We have casually omitted one part of the formula: the fact
that we multiply by a difference from a baseline. Although
we won’t go into detail here, this term falls out because we
care about the derivative of the network
function \(f\) with respect to the path we are integrating over.

In practice, we can’t compute the exact value of the integral. Instead,
we use a discrete sum approximation with \(k\) linearly-spaced points between
0 and 1 for some value of \(k\). If we only chose 1 point to
approximate the integral, that feels like too few.
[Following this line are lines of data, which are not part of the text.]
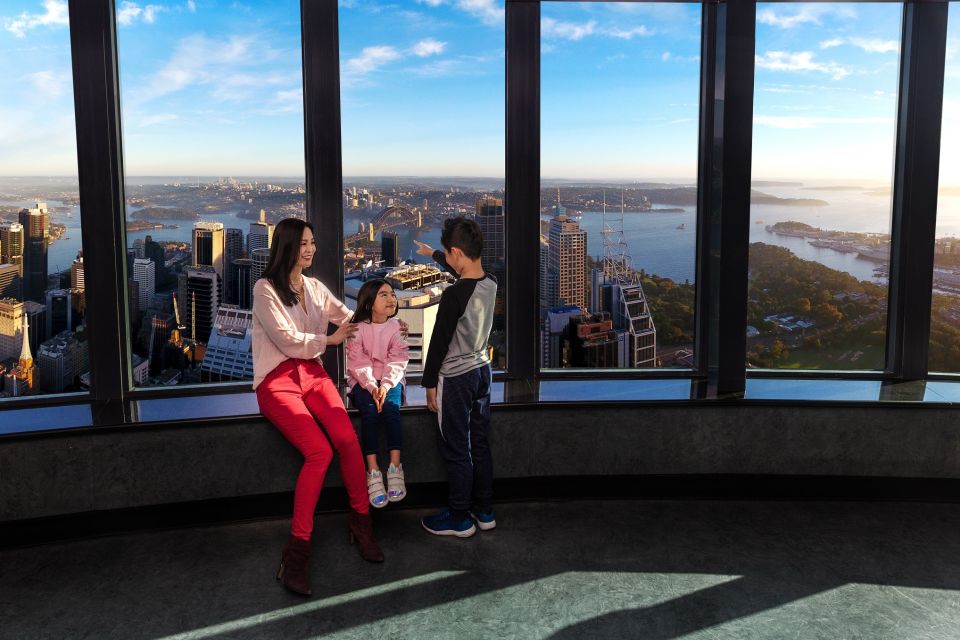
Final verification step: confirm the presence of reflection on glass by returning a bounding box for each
[537,2,701,369]
[0,0,90,400]
[746,3,901,369]
[928,3,960,373]
[340,0,506,378]
[117,0,305,387]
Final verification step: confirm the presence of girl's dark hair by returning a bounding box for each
[263,218,313,307]
[350,278,400,322]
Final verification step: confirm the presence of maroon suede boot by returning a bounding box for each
[277,536,313,596]
[348,511,383,562]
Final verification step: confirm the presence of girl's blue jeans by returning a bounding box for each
[352,383,403,456]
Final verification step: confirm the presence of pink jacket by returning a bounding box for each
[347,318,409,393]
[253,276,353,389]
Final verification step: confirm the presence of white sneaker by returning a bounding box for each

Is 10 enough? 100?
Intuitively 1,000 may seem like enough, but can we be certain?
As proposed in the original paper, we can use the completeness axiom
as a sanity check on convergence: run integrated gradients with \(k\)
points, measure \(|\sum_i \phi_i^{IG}(f, x, x’) - (f(x) - f(x’))|\),
and if the difference is large, re-run with a larger \(k\)

The line chart above plots the following equation in red: $$ \underbrace{\sum_i \phi_i^{IG}(f, x, x’; \alpha)}_{\text{(4): Sum of Cumulative Gradients up to }\alpha} $$ That is, it sums all of the pixel attributions in the saliency map. This lets us compare to the blue line, which plots \(f(x) - f(x’)\). We can see that with 500 samples, we seem (at least intuitively) to have converged. But this article isn’t about how to get good convergence - it’s about baselines! In order to advance our understanding of the baseline, we will need a brief excursion into the world of game theory.

Integrated gradients is inspired by work
from cooperative game theory, specifically the Aumann-Shapley value

In game theory, a notion of missingness is well-defined. Games are defined on coalitions - sets of participants - and for any specific coalition, a participant of the system can be in or out of that coalition. The fact that games can be evaluated on coalitions is the foundation of the Aumann-Shapley value. Intuitively, it computes how much value a group of participants adds to the game by computing how much the value of the game would increase if we added more of that group to any given coalition.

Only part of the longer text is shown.